A citizen of the United States has common privileges and immunities under
Section 1, Clause 2 of the Fourteenth Amendment. A citizen of the United States also
has additional privileges and immunities. Some are discussed in both the
Slaughterhouse Cases and Maxwell v. Dow. In general, these additional privileges and
immunities arise “out of the nature and essential character of the Federal
government, and granted or secured by the Constitution” (Duncan v. State of
Missouri: 152 U.S. 377, at 382 1894) or, in other words, “owe their existence to the
Federal government, its National character, its Constitution, or its laws”
(Slaughterhouse Cases: 83 (16 Wall.) U.S. 38, at 79 1873).
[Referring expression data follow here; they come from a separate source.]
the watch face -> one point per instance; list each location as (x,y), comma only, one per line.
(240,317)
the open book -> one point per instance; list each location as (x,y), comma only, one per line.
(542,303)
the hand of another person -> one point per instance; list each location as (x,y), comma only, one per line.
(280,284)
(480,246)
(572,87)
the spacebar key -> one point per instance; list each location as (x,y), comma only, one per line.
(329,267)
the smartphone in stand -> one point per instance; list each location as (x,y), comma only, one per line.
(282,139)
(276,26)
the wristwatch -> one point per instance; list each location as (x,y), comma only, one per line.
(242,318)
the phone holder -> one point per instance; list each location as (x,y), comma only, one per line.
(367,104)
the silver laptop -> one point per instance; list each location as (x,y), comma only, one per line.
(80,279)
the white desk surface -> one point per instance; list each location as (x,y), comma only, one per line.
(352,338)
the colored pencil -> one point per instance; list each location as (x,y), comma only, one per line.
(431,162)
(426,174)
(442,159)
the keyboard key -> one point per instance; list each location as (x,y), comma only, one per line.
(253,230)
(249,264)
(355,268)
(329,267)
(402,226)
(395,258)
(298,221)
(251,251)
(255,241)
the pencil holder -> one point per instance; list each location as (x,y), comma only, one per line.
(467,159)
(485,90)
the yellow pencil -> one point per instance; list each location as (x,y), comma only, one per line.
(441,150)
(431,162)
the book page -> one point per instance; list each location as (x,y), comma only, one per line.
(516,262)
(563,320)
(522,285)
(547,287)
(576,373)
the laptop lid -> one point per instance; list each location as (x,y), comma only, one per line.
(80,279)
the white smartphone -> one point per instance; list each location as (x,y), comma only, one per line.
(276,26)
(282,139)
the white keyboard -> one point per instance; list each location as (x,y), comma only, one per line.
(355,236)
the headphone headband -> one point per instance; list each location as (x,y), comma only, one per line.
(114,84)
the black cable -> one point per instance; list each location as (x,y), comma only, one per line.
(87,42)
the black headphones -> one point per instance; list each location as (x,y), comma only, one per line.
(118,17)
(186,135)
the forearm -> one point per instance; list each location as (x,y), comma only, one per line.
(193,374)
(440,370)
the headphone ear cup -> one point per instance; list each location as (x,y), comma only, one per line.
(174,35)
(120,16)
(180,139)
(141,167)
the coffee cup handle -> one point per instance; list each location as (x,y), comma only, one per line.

2. See also Maxwell v. Dow (176 U.S. 581, at 588 1900) where it is stated:

“. . . A provision corresponding to this, he (Justice Miller) found in the


Constitution of the United States in section 2 of the fourth article, wherein it
is provided that ‘the citizens of each State shall be entitled to all the
privileges and immunities of citizens OF the several States.’ What those
privileges were is not defined in the Constitution, but the justice said that
could be but little question that the purpose of both those provisions was the
same, and that the privileges and immunities intended were the same in
each. He then referred to the case of Corfield v. Coryell, decided by Mr. Justice
Washington in the Circuit Court for the District of Pennsylvania in 1823, 4
Washington C.C. 371, where the question of the meaning of this clause in the
Constitution was raised. Answering the question what were the privileges
and immunities of citizens OF the several States, Mr. Justice Washington said
... “
http://books.google.com/books?id=8toGAAAAYAAJ&pg=PA588#v=onepage&q&f=false

3. This phrase “citizens of the several States” was used before the Fourteenth
Amendment. It had a different meaning then, that being the citizens of each
particular State, taken together. For example, see Justice Curtis dissenting opinion
in the case of Dred Scott. Now, however, it means citizens of all the several States,
generally. For clarity, the author uses the term “a citizen of the several States”
rather than “citizens of the several States” to denote one who is a citizen of all the
several States, generally. This is done indirectly in Harris v. Balk (198 U.S. 215, at
233 1905):

“There can be no doubt that Balk, as a citizen of the State of North Carolina,
had the right to sue Harris in Maryland to recover the debt which Harris
owed him. Being a citizen of North Carolina, he was entitled to all the
privileges and immunities of citizens of the several States, one of which is the
right to institute actions in the courts of another State.” Harris v. Balk: 198
U.S. 215, at 223 (1905).
http://books.google.com/books?id=ceIGAAAAYAAJ&pg=PA223#v=onepage&q=&f=false

The Supreme Court, in the case of Cole v. Cunningham (133 U.S. 107 at 113 thru 114
1890), however, uses the term “citizens of the several States”:

“The intention of section 2 of Article 4 was to confer on the CITIZENS OF


THE SEVERAL STATES a general citizenship, and to communicate all the
privileges and immunities which the citizens of the same State would be
entitled to under the like circumstances, and this includes the right to
institute actions.”
http://books.google.com/books?id=oGYUAAAAYAAJ&pg=PA113#v=onepage&q=&f=false

And, in Maxwell v. Dow (176 U.S. 581, at 592 1900):


“In speaking of the meaning of the phrase ‘privileges and immunities of
citizens of the several States,’ under section second, article fourth, of the
Constitution, it was said by the present Chief Justice, in Cole v. Cunningham,
133 U.S. 107, that the intention was ‘to confer on the citizens of the several
States a general citizenship, and to communicate all the privileges and
immunities which the citizens of the same State would be entitled to under
the like circumstances, and this includes the right to institute actions.’ “
Maxwell v. Dow: 176 U.S. 581, at 592 (1900).